The above 2013 Restricted Stock and Option Awards were deemed equity classified in fiscal 2013 as the shares are known, but have not yet been granted. In addition, a portion of the fiscal 2013 LTIP stock awards are treated as a liability until the grant date when the number of shares to be issued is known, and then it becomes equity classified. At December 28, 2013, the Company recorded a liability of approximately $0.3 million on the balance sheet for the long-term incentive opportunities.

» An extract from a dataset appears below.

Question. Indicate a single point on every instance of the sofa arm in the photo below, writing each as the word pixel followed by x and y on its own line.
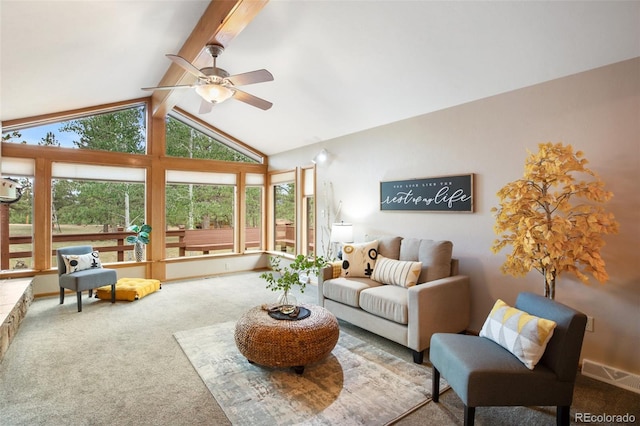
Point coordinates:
pixel 439 306
pixel 332 270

2010 Special Incentive Program Awards. On November 11, 2010, the Committee approved a 2010 Special Incentive Program (the "2010 Special Incentive Program") for certain key employees of the Company pursuant to the Company's 2004 Omnibus Plan, conditioned upon the closing of the Griffin merger.  Under the 2010 Special Incentive Program, certain key employees (the "Participating Employees") upon successful completion of the Griffin merger became eligible to receive a total of 640,000 shares of restricted stock of which 548,331 shares have been issued and 6,667 shares have been forfeited as of December 28, 2013.  The stock vests upon the closing of the Griffin merger and achievement of certain varying market conditions over vesting periods spanning 4 years.  A Participating Employee will not be entitled to receive any grant under these restricted stock awards if such Participating Employee’s employment with the Company has terminated, voluntarily or involuntarily, prior to the determination that the conditions to receive such restricted stock award have been fulfilled.